Lundi passé, le 8 décembre, élection provincial doté d’une platitude inouïe. Comme il est important pour moi de me prononcer sur la politique morbide québécoise, et que, le destin m’arrangeant les choses, j’avais mon cours de guitare dans le même établissement que je devais aller voter, j’y suis allée au centre communautaire de Mirabel. Si j’arrive 45 minutes d’avance de mon cours de guitare, je me disais que j’aurais le temps, puisque durant les élections fédérales, ça m’avait pris environ 30 minutes à faire toutes les démarches pour voter.

J’arrive donc 45 minutes à l’avance. Il y avait une seule personne devant moi, et la file pour atteindre mon kiosque était inexistante, sauf la personne qui utilisait présentement le kiosque qui m’était assignée. Deux minutes plus tard, me voici entrain de poser mon geste responsable d’une citoyenne québécoise.

Alors voilà, le temps de tout faire cela, disons que cela m’a prit 15 minutes. J’avais maintenant 30 minutes à tuer. Ma belle-sœur, qui prend les cours de guitare avec moi, était partie remplir sa Sunfire de liquide à combustion. J’étais seule. Mais avec une guitare!

Je prend possession d’une chaise de plastique qui avait l’air que trop fragile. Une chance que je suis petite. J’ouvre mon étui à guitare, je la sors, trouve mon pic rose, ouvre mon cartable à chansons, et commence à jouer quelques notes, pas fort. Je ne veux pas attirer l’attention, je veux juste passer le temps, comme bon me semble!

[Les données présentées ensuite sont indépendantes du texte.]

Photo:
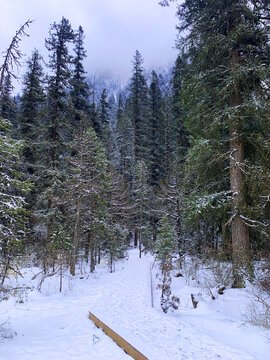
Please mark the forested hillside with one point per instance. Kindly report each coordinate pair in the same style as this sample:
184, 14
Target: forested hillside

Je joue mes petites chansons tranquille, dans mon petit coin, depuis 10 minutes environ, quand un homme s’avance vers moi, tranquillement. Je le regarde, me demandant sérieusement ce qu’il me voulait. C’est alors que je vois qu’il tendait une main…. contenant du change, et qui s’avançait pour mettre le tout dans mon étui!!!

Je suis restée bête pendant deux secondes. Voir qu’on me prend pour une quêteuse! Je lui ai alors dit que je ne prenais pas d’argent du tout, que j’allais à mon cours dans cet établissement même, dans quelques minutes! Il me dit alors qu’il pensait que c’était “les élections qui avaient organisé cela”! On a rit, je l’ai remercié, puis il est parti. J’ai aussitôt fermé mon étui de guitare, pour continuer alors à jouer.

Si jamais je manque d’argent un jour, je sais au moins que je pourrais gagner ma vie dans un centre communautaire d’un village de banlieue en jouant de la guitare! Les gens plus “généreux” en banlieue qu’à Montréal? Attention! Débat lancé!